A mark, a yen, a buck, or a pound A buck or a pound.....
Is all that makes the world go around

Never mind the buck or the pound Whether it be pranzo, almoço or dejeuner it doesn´t  much to make a beautiful world go round here, just um pouco dinheiro.

Tuesday, 3 July 2012

Looking for the best? ovos de bacalhau


Looking for the best?-thats what the label said, and I only wanted the best to fulfil a mission.Rootlin´ through a shoe box of old letters and papers recently I stumbled upon this gem of my dear mum´s recipe for smoked cods roe pate.Boy did I used to love it.


It got me thinking, as it would, but for more than just the sentimentality. By the grace of cod  I am going to bring alive your recipe and what better time and place to do it than here and now where I have settled in the land of Bacalhau-Portugal.
In Portugal, it is said that there are more than 365 ways to cook bacalhau, Cod almighty! 365 Cod recipes - one for every day of the year; others say there are 1,001 ways. Cod´struth! Whatever the exact number, Bacalhau can be considered the iconic ingredient of Portuguese cuisine (but curiously the only fish that is not consumed fresh by this fish-loving nation). Salt cod has been produced for at least 500 years, since the time of the European discoveries of the New World. Before refrigeration, obviously there was a need to preserve the codfish;drying,salting and.... canning are ancient techniques to preserve nutrients and the process makes the codfish tastier.Along with extended shelf life and tastiness, faith propelled the popularity of salt cod. Catholics,like my dear mother who observed meatless days, needed a stockpile of fish for their meat-free meals. The one that they chose was Bacalhau. Portugal wasn’t alone in its use of this preserved fish. Italy, Spain, the Caribbean and parts of France, South America and Africa all had recipes calling for salt cod. Yet only one exhibited this passion for its fiel amigo or faithful friend.The Portuguese love their food…seriously love it. The Portuguese have an obsession with salt cod,  …..I like it, but not that much.However mission accomplished, I brought mums treasure back to life and on Thursday night gave it a life cooling experience. Casa Rosada received a visit from a journalist commissioned to write a story about us for Life cooler and I served up the best of my Algarve culinary re-inventions  to thank him for his visit and give him some modern Algarvian tastes to take home with him to Lisboa.

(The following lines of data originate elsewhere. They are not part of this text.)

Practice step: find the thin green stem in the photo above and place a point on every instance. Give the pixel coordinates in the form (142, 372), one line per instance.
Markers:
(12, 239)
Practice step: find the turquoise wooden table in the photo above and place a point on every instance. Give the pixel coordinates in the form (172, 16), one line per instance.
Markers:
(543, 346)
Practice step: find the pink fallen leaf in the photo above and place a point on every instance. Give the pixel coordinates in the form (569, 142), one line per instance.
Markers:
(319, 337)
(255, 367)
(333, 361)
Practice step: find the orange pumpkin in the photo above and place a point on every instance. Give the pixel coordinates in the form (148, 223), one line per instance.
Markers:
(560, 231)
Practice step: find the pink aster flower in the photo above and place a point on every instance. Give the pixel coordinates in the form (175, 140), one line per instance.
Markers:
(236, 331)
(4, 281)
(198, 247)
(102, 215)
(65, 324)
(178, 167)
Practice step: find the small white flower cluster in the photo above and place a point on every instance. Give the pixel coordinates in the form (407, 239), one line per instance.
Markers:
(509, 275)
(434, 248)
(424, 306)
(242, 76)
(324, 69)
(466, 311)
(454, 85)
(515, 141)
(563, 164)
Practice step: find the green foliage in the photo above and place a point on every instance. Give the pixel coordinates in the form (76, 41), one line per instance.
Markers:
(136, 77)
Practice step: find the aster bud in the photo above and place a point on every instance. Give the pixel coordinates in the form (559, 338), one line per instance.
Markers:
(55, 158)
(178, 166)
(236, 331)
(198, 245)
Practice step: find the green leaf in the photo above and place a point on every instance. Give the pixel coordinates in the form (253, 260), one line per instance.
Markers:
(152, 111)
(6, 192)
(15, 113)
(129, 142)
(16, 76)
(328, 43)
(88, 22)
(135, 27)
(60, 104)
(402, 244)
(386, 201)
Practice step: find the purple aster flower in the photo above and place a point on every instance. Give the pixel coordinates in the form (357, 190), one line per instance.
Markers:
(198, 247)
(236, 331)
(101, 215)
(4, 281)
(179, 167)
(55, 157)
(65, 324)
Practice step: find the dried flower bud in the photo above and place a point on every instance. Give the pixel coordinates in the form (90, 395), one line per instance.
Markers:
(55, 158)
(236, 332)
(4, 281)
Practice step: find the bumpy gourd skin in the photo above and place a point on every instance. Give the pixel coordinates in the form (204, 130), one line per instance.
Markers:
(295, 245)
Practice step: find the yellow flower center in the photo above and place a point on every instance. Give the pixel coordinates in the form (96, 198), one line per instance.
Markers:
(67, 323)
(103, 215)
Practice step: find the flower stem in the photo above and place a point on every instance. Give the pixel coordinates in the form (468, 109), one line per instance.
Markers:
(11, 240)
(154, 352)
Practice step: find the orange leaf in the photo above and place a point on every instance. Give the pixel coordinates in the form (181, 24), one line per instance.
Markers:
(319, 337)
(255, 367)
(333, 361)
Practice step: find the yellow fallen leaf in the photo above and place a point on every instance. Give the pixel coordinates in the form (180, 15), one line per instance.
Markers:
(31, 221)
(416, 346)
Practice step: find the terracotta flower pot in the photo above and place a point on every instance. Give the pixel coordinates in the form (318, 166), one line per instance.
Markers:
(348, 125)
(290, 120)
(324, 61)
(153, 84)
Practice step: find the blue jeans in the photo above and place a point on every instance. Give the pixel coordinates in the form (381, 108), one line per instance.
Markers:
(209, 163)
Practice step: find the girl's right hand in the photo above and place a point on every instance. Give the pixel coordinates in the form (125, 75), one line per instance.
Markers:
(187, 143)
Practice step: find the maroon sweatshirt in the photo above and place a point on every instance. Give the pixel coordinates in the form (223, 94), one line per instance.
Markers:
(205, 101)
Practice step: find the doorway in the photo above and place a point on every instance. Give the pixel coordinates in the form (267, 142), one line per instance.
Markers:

Hope this does justice to your recipe mum?
Pate ovos de Bacalhau
2 tablespoons unsalted butter
120g (6oz) tin ovos de Bacalhau (Cods roe)
1 soup spoon lemon juice
1 soup spoon light soya sauce
1 soup spoon balsamic vinegar
1 tablespoon heavy cream
Put the cods roe in a food processor and pulse to break up.
Add the lemon juice, soya sauce and balsamic,process again.
Add the butter and cream and process again.
Put in a pate dish or tupperware and leave in the refrigerator to chill.
Be careful not to over process pnce the cream is addedor the mixture may separate.